El cuarto de las penas

12. Fotografía

San Carlos de Bariloche. 1950

 

Alicé tomó el hábito de visitar a Pierre antes de tomar su turno en el hospital. En un mes, no solo había terminado de leer las aventuras de Alicia sino también Alicia tras el espejo. Para su deleite, su paciente escuchaba atento aun cuando la historia se volvía por momentos aburridas. Ambos, lectora y oyente, sostenían que Lewis Carroll no había sabido reproducir el éxito del primer libro de Alicia por más vuelta de tuerca que diera a la historia.

Para fines de septiembre, el jardín de los tíos Holmberg se había llenado de flores.

—Como las del sombrero de la anciana, en el relato de Gerda y Kay —apuntó Pierre la primera vez que salió a tomar aire fresco en compañía de Alicé. Días antes habían estado leyendo clásicos nórdicos y el muchacho recordaba este detalle.

—Incluso hay rosas. A diferencia del jardín de la anciana —destacó Alicé.

Ambos sonrieron. Al parecer, a través de las lecturas, habían logrado construir una realidad más allá de toda realidad que pertenecía solo a ellos.

—No permitiría que quitaran las rosas —avisó Pierre. —Aunque es mi tía la dueña del jardín.

—Si alguien las cortara, traería una cada día hasta que recuerdes cómo son.

El comentario de Alicé tuvo la intención de ser inocente pero resultó tener una sinceridad extra. Ambos muchachos se miraron a los ojos y sonrieron. Alicé tenía la profundidad de un lago tranquilo: no guardaba secretos oscuros ni deseaba el mal a ninguno. Su vida había sido un libro abierto para Pierre durante el tiempo de su convalecencia. Uno que ella leía en voz alta tan a gusto como los cuentos clásicos. Ella misma era una narración para inocentes: de bondad exagerada, sonrisa constante, gestos ordinarios que convertía en extraordinarios. La jovencita era una enfermera pero a veces también era una alumna de colegio, una niña en trineo, una costurera para sus amigas, una narradora para sus compañeras.

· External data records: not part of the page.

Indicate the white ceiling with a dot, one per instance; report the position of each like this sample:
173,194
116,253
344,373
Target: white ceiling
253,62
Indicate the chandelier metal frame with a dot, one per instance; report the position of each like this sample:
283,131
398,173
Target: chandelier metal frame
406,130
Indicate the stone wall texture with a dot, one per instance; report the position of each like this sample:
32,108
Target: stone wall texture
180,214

Y era el mundo casi completo de Pierre quien, aún débil, no se veía libre de pasear por la colonia. La realidad del muchacho se centraba en Alicé y sus noticias y en la vida a diario con Helga y Albert.

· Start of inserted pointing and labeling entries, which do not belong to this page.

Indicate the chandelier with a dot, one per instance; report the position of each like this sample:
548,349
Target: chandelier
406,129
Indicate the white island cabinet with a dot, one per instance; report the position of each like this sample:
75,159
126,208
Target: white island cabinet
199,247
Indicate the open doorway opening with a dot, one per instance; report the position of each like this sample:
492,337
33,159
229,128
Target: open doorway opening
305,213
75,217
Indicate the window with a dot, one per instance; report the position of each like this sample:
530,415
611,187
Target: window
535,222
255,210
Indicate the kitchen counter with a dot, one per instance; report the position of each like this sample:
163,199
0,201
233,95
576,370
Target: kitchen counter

Pierre no era como Alicé. No tenía ningún punto en común con ella más que su amor a la lectura. Al menos así lo creía. Por las noches, estando solo, se levantaba y recorría la casa en silencio. Andaba descalzo para no hacer ruido y despertar a sus padres. Miraba los aparadores y las paredes. En los dos años que llevaba viviendo allí, llegado de las ruinas de Europa, se había acostumbrado a los detalles ideológicos familiares. Pero ahora que Alicé visitaba asiduamente la vivienda, todos esos íconos debieron ser guardados.

Con una corazonada sobre su escondite, Pierre abrió las puertas bajas del aparador y rebuscó entre las cajas que allí guardaba Helga. Efectivamente, ese era el lugar. Ahí habían sido guardados todos sus recuerdos de Alemania que no eran políticamente correctos mostrar delante de cualquiera.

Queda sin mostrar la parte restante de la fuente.